Friday, November 22, 2013

You Scratch My Back, I'll Scratch Yours

It looks like there was a handout of Gary Chapman's love languages goo at Wheaton College. (I got the e-mailing about it a little over a week ago.) Unfortunately, psychobabble goo goes over well at Wheaton.

Full disclosure. Wheaton College is my alma mater. She's family. That being the case, with real affection for Wheaton and her students, perhaps I'm allowed to say such things about some of my crazy, embarrassing family members. When Wheaton does this, she's like that crazy, oddball family member you love to pieces but whom you must nevertheless acknowledge says and does some downright embarrassing things.

I love the institution and love the student body, and pushing such rubbish makes me cringe. And all this is said, with all due respect, of course, to a venerable institution with many venerable faculty members, under whom I enjoyed the immense privilege of studying holy Scripture.

Em and I confess we've never quite gotten how people of the Book could go for that man-centered stuff. A modicum of biblical and theological literacy enables one to see it for what it is at a glance: man-centered psychobabble nonsense unworthy of the bride of Christ, and unworthy of Christian marriage, which is to reflect the gospel, not our culture's idols of the self.
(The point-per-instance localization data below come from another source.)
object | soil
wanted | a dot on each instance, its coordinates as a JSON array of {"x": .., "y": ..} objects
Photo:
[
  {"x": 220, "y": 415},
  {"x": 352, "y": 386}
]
As counselor Dr. David Powlison says, Chapman's teaching on love languages offers a glorified, sanitized form of "You scratch my back, I'll scratch yours."
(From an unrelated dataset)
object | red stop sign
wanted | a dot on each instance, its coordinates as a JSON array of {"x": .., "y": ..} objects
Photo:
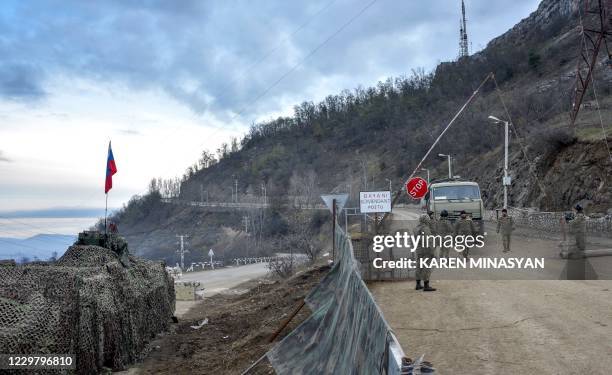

So I hope students of Wheaton and of the Word will find it repellent and noxious to their biblical and theological senses. The Word is sufficient for every marriage. We really don't need Chapman. And not only will we do fine without him, but we're likely to reflect the gospel in our marriages far more if we ignore him and heed the Book, and heed biblical preaching on Christian marriage.

If you want a good review of Chapman's teaching on love languages, see chapter 14 of Dr. Powlison's book Seeing with New Eyes, entitled "Love Speaks Many Languages Fluently." The whole book is excellent, but chapter 14 alone is worth the price of the book.